En su interior se estaba desatando una gran batalla. Una
titánica guerra moral. ¿hacerlo o no hacerlo?
El mero hecho de pensar en volver a intentarlo, después
de tantos años, la hacía estremecer de angustia, de terror absoluto, porque
sabía que no fallaría, como no había fallado aquella primera y aquella segunda
vez.
Pero… si no lo hacía tendría que llevar aquel miedo sobre
sus espaldas de por vida. Preocupada siempre por su bienestar y el de su hija. No
podía morir, no, ese no era el camino, tenía que luchar por la vida de las dos
y para ello tenía que…. Hacerlo.
La primera vez que lo hizo, cuando escribió el nombre de
aquella niña en una hoja de papel mientras lloraba de rabia, impotencia y odio,
recordando los insultos, empujones y algún que otra agresión física, no sabía
lo que iba a pasar. Aun así, encendió una cerilla y quemó aquel papel y con él
aquel nombre. Sólo tenía 9 años, pero lo que deseó con todas sus fuerzas, se
cumplió. Dos días después de aquello, se cancelaron las clases en su colegio en
señal de luto por la muerte de una alumna. La había atropellado un coche cuando
cruzaba un paso de peatones con unas amigas. Sólo ella murió, a pesar de que se
llevó por delante a dos niñas más.
Pensó que no podría vivir con los remordimientos, al
saber que ella era la responsable de su muerte. Pero se sorprendió al comprobar
que no los tenía. Se sorprendió al comprobar que se sentía feliz. No era un
monstruo. Era una niña que deseaba vivir libre de amenazas.
La segunda vez hizo lo mismo con su padrastro. Un nombre
que maltrataba a su madre y a ella misma. Un hombre manipulador, borracho y
abusador.
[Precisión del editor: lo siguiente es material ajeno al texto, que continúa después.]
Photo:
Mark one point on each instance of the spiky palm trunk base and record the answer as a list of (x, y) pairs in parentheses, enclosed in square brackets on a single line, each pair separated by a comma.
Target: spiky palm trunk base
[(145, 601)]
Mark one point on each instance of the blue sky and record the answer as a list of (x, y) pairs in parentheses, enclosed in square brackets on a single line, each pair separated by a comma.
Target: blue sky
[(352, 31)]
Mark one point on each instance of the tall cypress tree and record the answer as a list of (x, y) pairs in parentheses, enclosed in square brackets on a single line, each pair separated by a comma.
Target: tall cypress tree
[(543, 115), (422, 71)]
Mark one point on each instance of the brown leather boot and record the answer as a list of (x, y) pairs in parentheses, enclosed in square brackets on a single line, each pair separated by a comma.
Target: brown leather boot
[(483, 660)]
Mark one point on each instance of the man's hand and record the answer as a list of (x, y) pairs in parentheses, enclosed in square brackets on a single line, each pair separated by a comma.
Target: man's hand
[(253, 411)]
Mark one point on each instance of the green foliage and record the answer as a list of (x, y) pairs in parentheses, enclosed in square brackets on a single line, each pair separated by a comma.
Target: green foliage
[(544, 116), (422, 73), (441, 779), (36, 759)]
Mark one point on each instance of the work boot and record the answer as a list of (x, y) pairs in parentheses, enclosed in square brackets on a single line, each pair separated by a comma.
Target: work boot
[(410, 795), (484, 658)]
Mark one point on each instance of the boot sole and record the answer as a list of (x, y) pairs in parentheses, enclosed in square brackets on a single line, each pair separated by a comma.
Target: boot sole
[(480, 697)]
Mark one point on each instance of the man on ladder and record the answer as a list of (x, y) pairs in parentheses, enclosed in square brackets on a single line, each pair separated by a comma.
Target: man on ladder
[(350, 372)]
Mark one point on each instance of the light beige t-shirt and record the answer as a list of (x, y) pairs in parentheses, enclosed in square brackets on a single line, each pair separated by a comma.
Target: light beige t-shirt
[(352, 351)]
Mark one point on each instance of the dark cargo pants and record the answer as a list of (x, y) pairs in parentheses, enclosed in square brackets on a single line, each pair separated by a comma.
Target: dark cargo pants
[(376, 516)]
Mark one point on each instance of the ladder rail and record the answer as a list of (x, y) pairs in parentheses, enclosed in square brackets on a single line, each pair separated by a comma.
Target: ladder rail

Esta vez le resultó más fácil escribir su nombre en aquella hoja en
blanco. Y disfrutó cuando le prendió fuego. Sonreía. Feliz porque sabía que a
partir de entonces su madre no volvería a llorar, ella no volvería a llorar,
porque él ya no estaría en sus vidas.
Pasaron muchos años desde entonces. Y nunca volvió a necesitar
escribir otro nombre en una hoja en blanco.
Estaba sola en casa. Hoy no iría a trabajar, era su día
libre. Su niña estaba en el colegio. Sentada ante la mesa de la cocina con un
bolígrafo en la mano y un folio blanco delante de ella, no le tembló el pulso
cuando escribió el nombre de su marido en él. Había tomado una decisión. No se
echaría atrás. Ya no.
Lloraba mientras lo hacía, no por pena, sino porque sabía
que la felicidad comenzaría en el momento justo en que quemara aquel papel.
Sería cuestión de horas, o días, pero sucedería. Como si de un rito se tratara
pronunció unas palabras mientras trazaba aquellas letras, una tras otra,
formando un nombre al terminar de escribirlas:
- “Cuando descubrí tu perverso juego y tu infinita
variedad de formas de herir, me dije: eres pasado”.
A continuación, prendió fuego a la hoja.